Kafka cost control uses internal topic to compute pricing. You will have to create those topic before deploying the application. The documentation will show the default names, you can change them but don’t forget to adapt the aggregator configuration.

2.2.1. Reference AVRO schemas

Some schemas will reference EntityType. Please add it to your schema registry and reference it when needed.

2.2.2. Topics

Topic name Clean up policy Key Value

context-data

compact

String

ContextData

pricing-rules

compact

String

PricingRule

aggregated

delete

AggregatedDataKey

AggregatedDataWindowed

aggregated-table-friendly

delete

AggregatedDataKey

AggregatedDataTableFriendly

metrics-raw-telegraf-dev

delete

None

String

Context data

This topic will contain the additional information you wish to attach to the metrics. SEE TODO for more information. This topic is compacted and it is important that you take care of the key yourself. If you wish to delete a context-data you can set null as payload (and provide the key you want to delete).

Pricing rule

This topic will contain the price of each metric. Be aware that most of the metric will be in bytes. So if you want for example to have a price of 1.0$ per GB you will need to set the price to 1.0/10243 = 0.000976276$ per byte. The key should be the metric name. If you wish to remove a price value, send the payload null with the key you want to delete. See TODO on how to use the API or the UI to set the price.

Aggregated

This topic will contain the enriched data. This is the result topic of the aggregator.

Aggregated table friendly

This is the exact same thing as aggregated except there are no hashmap and other nested field. Everything has be flattened. This topic make it easy to use Kafka Connect with a table database.

Metrics raw telegraf

You can have multiple raw topics. For example one per environment or one per kafka cluster. The topic name is up to you, just don’t forget to configure it properly when you deploy telegraf (see Kubernetes section). Give some special consideration to the retention.ms setting for the raw metrics topics. For example, if you want to distribute the cost of your monthly bill based on the raw metrics scraped over the course of the month then it is a good idea to retain the scraped data for more than 30 days. This gives people time to ask questions about their bill and also gives the opportunity to reprocess the metrics with new pricing rules/contexts if needed.

2.3. Kubernetes

You can find all the deployment files in the deployment folder. This folder use Kustomize to simplify the deployment of multiple instances with some variations.
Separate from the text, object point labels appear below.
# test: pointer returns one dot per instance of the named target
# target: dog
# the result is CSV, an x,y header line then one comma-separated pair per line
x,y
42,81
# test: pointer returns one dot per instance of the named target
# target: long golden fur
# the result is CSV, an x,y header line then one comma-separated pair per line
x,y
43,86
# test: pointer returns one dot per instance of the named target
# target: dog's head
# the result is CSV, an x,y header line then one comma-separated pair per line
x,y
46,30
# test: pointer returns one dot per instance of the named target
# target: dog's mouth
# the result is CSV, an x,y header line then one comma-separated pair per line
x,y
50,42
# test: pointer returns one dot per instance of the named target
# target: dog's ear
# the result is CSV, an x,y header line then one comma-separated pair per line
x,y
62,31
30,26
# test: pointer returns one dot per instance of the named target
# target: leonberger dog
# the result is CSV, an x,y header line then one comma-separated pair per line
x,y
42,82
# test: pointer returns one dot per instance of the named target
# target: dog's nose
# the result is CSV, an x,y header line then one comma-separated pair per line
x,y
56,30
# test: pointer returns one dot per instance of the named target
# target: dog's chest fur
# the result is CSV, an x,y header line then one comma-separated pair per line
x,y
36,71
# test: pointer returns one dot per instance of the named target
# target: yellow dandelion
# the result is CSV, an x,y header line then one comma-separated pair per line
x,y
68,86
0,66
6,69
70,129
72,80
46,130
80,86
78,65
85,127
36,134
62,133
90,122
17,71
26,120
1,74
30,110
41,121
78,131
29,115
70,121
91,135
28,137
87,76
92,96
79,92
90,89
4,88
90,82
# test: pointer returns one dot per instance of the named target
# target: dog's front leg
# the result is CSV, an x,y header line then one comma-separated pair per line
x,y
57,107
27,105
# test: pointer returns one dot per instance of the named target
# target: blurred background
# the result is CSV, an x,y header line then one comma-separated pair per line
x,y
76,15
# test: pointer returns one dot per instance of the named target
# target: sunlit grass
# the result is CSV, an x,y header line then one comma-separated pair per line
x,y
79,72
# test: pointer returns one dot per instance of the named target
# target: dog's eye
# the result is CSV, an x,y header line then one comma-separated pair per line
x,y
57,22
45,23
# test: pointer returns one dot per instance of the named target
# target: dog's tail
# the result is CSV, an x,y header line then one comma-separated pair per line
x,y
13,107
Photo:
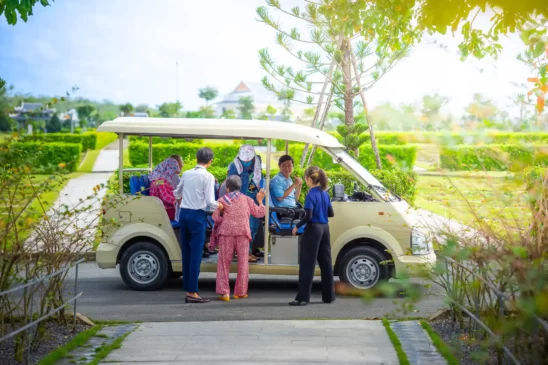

The kubernetes deployment is in two parts. One part is the kafka control software (processing, ui, dashboard, etc.) and the other part is the kafka metric scrapper. You may have multiple kafka metric scrapper deployment (one per kafka cluster for example), but you should need only one kafka cost control deployment.

2.3.1. Kafka metric scrapper

This part will be responsible to scrape kafka for relevant metrics. Depending on what metrics you want to provide you will need a user with read access to kafka metric but also kafka admin client. Read permission is enough ! You don’t need a user with write permission.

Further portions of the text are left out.